Encouraging the Encourager/Intercessor/Servant

Yes, this is probably a strange thing to write about. But I've seen a big problem. I've seen several intercessor/servant/encourager types (self included) get burnt out and lose their spiritual energy because no-one was around to build them up when they needed it. And, after a lot of thought, I've decided that maybe it's time to shed a little bit of light on this situation. I can only speak for myself here, but I think it's a safe bet that there are several people like me out there who are also feeling the need of someone to come beside them and encourage them. Here goes...

Here's what floats my boat: Helping people and making them happy. I want to see sad people smile, hurting people laugh, discouraged people find hope. I tend to identify hurting people very quickly, and, as soon as I identify them, I want to help. Seeing anyone suffer is emotionally painful for me, and I want to help in the most meaningful way that I can - whether it be praying for the person, washing their dishes, or just giving them an understanding ear to vent into.

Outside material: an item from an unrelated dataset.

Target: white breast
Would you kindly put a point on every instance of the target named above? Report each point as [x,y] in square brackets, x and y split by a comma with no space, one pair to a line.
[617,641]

I don't like being out in the open, doing things in front of the crowd. I prefer to be behind the scenes, quietly making the little differences in people's lives. And I really don't care about having recognition or big rewards. A grateful smile, or merely the internal knowledge that I've really made a difference is enough for me.

Somewhat related to that is my burden for intercession. And it really is a burden, albeit one that I'm glad to bear. God will lay a person on my heart, and I feel this driving compulsion to pray for them. Not just generic, 'God, please bless so-and-so' prayers, but very specific things. God talks to me, and tells me how I should pray for people. He often gives me people to pray for that are going through something that I have experienced. Then, my prayers take on a whole new level of urgency, as I not only feel their pain, but also remember my own. I love to pray for people, because it gives me the opportunity to not only encourage them, but also to be a part of what God's doing in their lives.

But here's the bad part: I have a really hard time saying 'no', or refusing anyone who needs anything. I have also discovered that constant giving of myself often tends to lead to complete exhaustion. I will keep giving and giving until I've run myself into the ground, sometimes physically, but usually in an emotional sense. I'm honored that so many people come to me when they need to talk about their problems, but sometimes I feel like I'm getting buried under an avalanche of outside emotions. Sometimes, I feel a compelling need to talk about me - because I have problems too, you know! I want someone to pray passionately and earnestly for me, or do something that shows they really care about me.

That's where I sometimes start feeling guilty or selfish. I feel like I shouldn't really bother other people with my problems, or that it was unpardonably self-centered of me to say 'no' to so-and-so. That's why relationships - the deep, meaningful kind - are very important to me. I want to know that someone really cares about my problems, and that I can trust them enough to say what's actually going on deep down inside. I want people in my life who have seen the ugliest side of me, but love me anyway. I want people in my life who want to encourage me.

So, with all of that being said, here are some basic things you can do for people of my spiritual personality:

Ask how they're doing, and really mean it. Be prepared to hear the sometimes shocking truth of  'I'm having a horrible day, and all I really want to do right now is curl up in a corner and feel sorry for myself.'

Pray for them. Out loud. With some sort of physical touch (if they're comfortable with that). I'm not sure why physical touch is so important, as I'm a strictly non-touchy-feely person, but it really is. Ask God to give you prayers that will encourage them.

Don't pressure them into saying 'yes'.

Listen, listen, listen. Sometimes it may take awhile for them to open up and tell you what's really going on, so be sensitive to that.

Be on the lookout for ways to encourage them. Sometimes that can be as simple as coming beside them and helping with the dishes. Let them know that they're not alone, and that other people care, too.

And this would conclude my thoughts about the traits, downfalls, and needs of the intercessor/servant/encourager. I hope this didn't come across as sounding too selfish. I thought about trying to write it in third person, but I didn't want to take the liberty of speaking for all people of this personality type. By the way, if you have any thoughts on this particular topic, I'd love to hear them.



  1. Excellent post. It sounds like we would have similar spiritually personalities--so much of what you said rang true in me.